In May, Georgia Governor Brian Kemp signed a bill into law that bans abortions after six weeks. Thanks to several legal hurdles, the law has yet to take effect. However, getting an abortion in the state is already a challenge according to a new piece in Vice. Writer Kimberly Lawson tells the story of Susana, and how difficult the abortion process is in the state. “The clinic was located in an office complex. There were protesters at the entrance—they were standing there with signs,” Susana explains. “My boyfriend and I drove in circles all around the building so that they wouldn’t see us drive straight to the clinic. I didn’t know if they could tell, but I didn’t want them to identify our car.” According to Susana “all those things that are supposed to deter people from having abortions—they do.” According to PRRI data, nearly half (49%) of. Georgia residents believe that abortion should be legal in most or all cases. 

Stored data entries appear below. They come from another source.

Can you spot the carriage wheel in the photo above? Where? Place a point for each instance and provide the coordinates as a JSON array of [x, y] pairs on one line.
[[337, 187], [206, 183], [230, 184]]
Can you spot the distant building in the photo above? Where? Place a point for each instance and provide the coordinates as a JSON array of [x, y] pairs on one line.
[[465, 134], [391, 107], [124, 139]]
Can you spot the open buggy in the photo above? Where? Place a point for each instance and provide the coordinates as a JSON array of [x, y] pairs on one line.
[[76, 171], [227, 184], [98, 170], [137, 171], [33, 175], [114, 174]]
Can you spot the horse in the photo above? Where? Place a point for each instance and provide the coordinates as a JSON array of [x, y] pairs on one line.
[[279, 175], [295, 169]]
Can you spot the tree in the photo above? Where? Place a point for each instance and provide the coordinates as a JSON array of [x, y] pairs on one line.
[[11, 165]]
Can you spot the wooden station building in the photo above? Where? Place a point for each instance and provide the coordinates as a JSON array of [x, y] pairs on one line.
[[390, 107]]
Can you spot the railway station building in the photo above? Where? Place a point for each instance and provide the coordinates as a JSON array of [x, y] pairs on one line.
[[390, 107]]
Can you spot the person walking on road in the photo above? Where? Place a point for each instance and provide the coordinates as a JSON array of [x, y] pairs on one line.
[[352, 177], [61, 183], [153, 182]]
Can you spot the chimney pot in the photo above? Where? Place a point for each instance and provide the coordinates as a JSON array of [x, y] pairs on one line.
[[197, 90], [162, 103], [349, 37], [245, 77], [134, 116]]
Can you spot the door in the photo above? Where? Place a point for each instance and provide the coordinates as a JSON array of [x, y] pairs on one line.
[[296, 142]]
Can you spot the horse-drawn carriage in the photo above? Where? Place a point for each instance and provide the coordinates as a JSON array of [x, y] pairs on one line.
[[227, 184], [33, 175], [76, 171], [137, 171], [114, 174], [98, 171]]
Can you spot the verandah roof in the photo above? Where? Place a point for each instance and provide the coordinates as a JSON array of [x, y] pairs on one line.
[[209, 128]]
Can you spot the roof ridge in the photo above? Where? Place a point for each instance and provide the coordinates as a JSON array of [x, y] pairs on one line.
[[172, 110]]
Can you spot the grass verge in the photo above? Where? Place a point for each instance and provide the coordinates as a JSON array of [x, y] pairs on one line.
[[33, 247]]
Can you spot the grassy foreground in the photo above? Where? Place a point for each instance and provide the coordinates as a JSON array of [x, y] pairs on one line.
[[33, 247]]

Climate Change No Longer an Overlooked Issue

Susan Matthews in Slate looks at how the conversation around climate change has evolved in political discourse. In previous presidential election cycles, climate change was barely whispered about, with only a few minutes ever devoted to discussing the long-term environmental hazards it brought with it. This year, climate change has finally become a larger talking point in politics, but still does not carry the weight it should. “There’s something frustrating about how the candidates are talking about climate change, but you can’t measure it in debate minutes,” Matthews writes. While several candidates have announced ambitious plans to combat climate change, the reality of those plans becoming law and halting, or reversing, environmental remains to be seen. According to PRRI data, Americans are significantly more likely to consider climate change a critical issue today than they were in 2015 (34% to 49%).